Em Dom Casmurro, as personagens são apresentadas a partir das descrições de seus dotes físicos. Temos, portanto, a descrição, funcional, bastante comum no Realismo.
Contextualização da época machadiana
O plano econômico: em meados do Séc. XIX, as nações enpinalistas europeias sobretudo Inglaterra e França, detinham o controle militar, administrativo, comercial e financeiro no mundo e seu principal objetivo era criar consumidores para seus produtos. O Brasil, na 2ª metade do Séc. XIX, consolidava o Império, alicerçando na escravidão, e teve uma relativa modernização.
O Rio de Janeiro, a capital do Império, sede da oligarquia cafeeira do Vale do Paraíba sustentado na mão-de-obra escrava, é o cenário principal dos romances de Machado de Assis.
O plano abolicionista: abolicionista e republicana, a Guerra do Paraguai, o ocaso do império, o fim da escravidão (1888) e do império (1889), são os principais fatos políticos em que conviveu Machado de Assis e que repecurtem na sua produção literária e visão de mundo.
O plano ideológico: ao final do Séc. XIX predomina, no Brasil, um torto e mal disfarçado racismo e a conceituação do trabalho manual como algo indigno. A visão do mundo é predominante do modelo europeu colonizado.

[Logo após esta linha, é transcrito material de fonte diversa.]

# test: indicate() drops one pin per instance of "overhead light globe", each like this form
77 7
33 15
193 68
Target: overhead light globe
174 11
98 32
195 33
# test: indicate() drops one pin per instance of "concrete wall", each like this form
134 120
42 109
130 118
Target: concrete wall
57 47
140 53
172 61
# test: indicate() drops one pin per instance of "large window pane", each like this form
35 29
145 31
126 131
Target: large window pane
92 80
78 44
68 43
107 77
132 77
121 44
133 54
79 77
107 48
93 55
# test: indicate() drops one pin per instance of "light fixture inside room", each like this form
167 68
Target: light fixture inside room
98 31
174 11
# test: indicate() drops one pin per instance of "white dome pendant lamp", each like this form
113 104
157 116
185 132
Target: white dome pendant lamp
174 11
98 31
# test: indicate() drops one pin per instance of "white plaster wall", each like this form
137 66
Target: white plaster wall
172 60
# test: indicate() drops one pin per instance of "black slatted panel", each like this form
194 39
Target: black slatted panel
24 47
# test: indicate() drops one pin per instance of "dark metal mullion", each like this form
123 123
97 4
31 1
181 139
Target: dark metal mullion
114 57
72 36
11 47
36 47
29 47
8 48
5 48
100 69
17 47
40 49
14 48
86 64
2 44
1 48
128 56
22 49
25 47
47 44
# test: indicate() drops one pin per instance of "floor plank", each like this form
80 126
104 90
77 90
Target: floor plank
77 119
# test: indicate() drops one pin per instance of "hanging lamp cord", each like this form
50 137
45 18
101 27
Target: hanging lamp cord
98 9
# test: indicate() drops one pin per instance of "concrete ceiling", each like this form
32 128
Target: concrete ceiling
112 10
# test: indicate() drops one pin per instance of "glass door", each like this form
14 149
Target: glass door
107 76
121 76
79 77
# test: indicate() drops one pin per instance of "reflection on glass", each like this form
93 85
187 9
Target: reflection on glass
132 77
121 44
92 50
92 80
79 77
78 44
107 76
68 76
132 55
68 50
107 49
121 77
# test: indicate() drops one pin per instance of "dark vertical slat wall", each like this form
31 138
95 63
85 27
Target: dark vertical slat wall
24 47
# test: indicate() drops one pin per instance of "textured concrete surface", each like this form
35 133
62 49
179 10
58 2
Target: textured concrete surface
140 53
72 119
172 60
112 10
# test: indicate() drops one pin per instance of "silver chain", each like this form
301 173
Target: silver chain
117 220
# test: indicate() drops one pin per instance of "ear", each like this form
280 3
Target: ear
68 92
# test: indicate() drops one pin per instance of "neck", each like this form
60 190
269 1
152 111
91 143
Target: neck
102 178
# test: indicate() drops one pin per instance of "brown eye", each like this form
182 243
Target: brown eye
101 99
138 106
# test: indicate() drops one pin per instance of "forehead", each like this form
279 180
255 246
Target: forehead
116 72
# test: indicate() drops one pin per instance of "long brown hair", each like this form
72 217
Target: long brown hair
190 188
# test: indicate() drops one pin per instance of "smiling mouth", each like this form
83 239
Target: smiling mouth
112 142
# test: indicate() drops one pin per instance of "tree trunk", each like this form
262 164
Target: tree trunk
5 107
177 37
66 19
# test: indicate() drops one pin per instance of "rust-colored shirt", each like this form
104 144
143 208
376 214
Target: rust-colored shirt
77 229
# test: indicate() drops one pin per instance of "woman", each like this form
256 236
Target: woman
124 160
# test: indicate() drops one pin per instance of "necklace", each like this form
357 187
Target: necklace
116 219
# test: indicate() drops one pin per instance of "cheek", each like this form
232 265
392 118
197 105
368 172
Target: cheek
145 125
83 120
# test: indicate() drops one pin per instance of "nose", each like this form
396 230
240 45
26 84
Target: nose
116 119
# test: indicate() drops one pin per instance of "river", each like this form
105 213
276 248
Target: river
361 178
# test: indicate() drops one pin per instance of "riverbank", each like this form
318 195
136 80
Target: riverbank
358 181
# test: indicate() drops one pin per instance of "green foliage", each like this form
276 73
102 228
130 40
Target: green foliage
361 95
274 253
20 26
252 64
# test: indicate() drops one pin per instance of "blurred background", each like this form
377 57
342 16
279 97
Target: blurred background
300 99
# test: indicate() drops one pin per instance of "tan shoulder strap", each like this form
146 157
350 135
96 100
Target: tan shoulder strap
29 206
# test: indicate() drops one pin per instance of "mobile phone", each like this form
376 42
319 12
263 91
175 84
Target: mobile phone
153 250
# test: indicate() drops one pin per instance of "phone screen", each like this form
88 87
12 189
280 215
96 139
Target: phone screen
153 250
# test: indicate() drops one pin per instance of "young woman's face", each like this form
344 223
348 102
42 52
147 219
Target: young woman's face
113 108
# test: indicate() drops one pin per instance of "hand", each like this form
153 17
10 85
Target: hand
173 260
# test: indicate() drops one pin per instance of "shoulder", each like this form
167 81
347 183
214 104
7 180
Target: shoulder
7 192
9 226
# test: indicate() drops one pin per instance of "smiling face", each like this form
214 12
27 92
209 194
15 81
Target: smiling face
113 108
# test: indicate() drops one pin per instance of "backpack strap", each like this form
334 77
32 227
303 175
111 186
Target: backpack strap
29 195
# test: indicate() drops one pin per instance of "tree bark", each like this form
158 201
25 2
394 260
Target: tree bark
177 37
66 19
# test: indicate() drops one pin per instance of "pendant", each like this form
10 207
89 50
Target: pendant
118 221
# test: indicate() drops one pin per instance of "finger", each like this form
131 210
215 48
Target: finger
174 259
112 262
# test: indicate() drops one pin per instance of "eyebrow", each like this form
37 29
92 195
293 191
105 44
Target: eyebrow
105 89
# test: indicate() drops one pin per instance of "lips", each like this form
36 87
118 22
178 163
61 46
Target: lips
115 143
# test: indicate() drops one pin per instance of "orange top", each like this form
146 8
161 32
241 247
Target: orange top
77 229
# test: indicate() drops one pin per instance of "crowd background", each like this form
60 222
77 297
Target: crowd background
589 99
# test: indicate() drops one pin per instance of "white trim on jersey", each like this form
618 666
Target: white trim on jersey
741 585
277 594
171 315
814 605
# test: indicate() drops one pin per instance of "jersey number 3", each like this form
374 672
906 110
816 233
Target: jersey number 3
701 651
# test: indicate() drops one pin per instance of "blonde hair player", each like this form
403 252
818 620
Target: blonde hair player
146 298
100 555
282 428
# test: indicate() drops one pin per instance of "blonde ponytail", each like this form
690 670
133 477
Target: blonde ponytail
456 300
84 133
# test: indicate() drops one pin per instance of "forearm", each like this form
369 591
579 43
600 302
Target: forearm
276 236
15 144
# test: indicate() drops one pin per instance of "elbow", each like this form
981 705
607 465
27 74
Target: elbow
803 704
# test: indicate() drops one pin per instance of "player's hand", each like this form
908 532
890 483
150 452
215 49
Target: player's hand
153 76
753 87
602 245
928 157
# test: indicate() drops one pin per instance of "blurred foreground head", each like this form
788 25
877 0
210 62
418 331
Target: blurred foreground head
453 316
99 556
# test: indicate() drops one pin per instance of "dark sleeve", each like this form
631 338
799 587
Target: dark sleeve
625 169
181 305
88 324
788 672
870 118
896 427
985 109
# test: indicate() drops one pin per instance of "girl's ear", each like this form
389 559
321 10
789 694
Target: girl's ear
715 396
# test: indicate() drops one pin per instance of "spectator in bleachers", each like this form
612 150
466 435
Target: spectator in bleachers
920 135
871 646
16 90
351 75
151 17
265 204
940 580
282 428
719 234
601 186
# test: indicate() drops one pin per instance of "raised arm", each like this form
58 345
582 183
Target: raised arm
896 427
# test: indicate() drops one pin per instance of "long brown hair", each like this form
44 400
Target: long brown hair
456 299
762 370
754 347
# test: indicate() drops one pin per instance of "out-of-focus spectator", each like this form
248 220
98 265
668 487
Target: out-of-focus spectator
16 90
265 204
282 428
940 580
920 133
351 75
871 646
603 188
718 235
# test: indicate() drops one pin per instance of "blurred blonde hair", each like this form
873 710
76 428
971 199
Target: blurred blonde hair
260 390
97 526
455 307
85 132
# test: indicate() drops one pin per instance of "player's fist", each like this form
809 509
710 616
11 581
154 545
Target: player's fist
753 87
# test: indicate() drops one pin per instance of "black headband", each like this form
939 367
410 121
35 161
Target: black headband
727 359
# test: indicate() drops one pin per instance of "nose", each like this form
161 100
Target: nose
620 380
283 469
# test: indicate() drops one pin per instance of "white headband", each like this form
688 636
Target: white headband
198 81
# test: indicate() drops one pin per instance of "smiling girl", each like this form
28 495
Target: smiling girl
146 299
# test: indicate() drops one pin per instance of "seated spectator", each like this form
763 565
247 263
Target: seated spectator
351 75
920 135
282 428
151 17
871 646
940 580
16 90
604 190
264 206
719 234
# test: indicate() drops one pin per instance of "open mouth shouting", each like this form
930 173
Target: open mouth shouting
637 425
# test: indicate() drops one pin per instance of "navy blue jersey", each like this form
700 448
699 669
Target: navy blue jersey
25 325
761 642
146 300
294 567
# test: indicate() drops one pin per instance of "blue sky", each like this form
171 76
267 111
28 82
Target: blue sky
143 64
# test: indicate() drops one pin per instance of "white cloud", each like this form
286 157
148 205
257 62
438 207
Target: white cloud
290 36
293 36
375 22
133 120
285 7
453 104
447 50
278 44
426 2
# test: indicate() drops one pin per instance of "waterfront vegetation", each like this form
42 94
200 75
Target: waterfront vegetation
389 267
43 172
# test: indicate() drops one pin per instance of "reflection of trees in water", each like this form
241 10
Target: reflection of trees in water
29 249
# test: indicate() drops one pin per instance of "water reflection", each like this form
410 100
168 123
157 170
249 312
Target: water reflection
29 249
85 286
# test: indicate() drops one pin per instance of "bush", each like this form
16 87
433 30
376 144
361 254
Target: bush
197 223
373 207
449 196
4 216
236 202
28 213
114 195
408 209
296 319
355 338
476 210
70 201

As personagens principais são :
• Capitu, “criatura de 14 anos, alta, forte e cheia, apertada em um vestido de chita, meio desbotado. Os cabelos grossos, feitos em duas tranças, com as pontas atadas uma à outra, à moda do tempo, … morena, olhos claros e grandes, nariz reto e comprido, tinha a boca fina e o queixo largo … calçava sapatos de duraque, rasos e velhos, a que ela mesma dera alguns pontos”. Personagem que tem o poder de surpreender : “Fiquei aturdido. Capitu gostava tanto de minha mãe, e minha mãe dela, que eu não podia entender tamanha explosão”. Segundo José Dias, Capitu possuía “olhos de cigana oblíqua e dissimulada”, mas para Bentinho os olhos pareciam “olhos de ressaca”; “Traziam não sei que fluido misterioso e energético, uma força que arrastava para dentro, com a vaga que se retira da praia, nos dias de ressaca”.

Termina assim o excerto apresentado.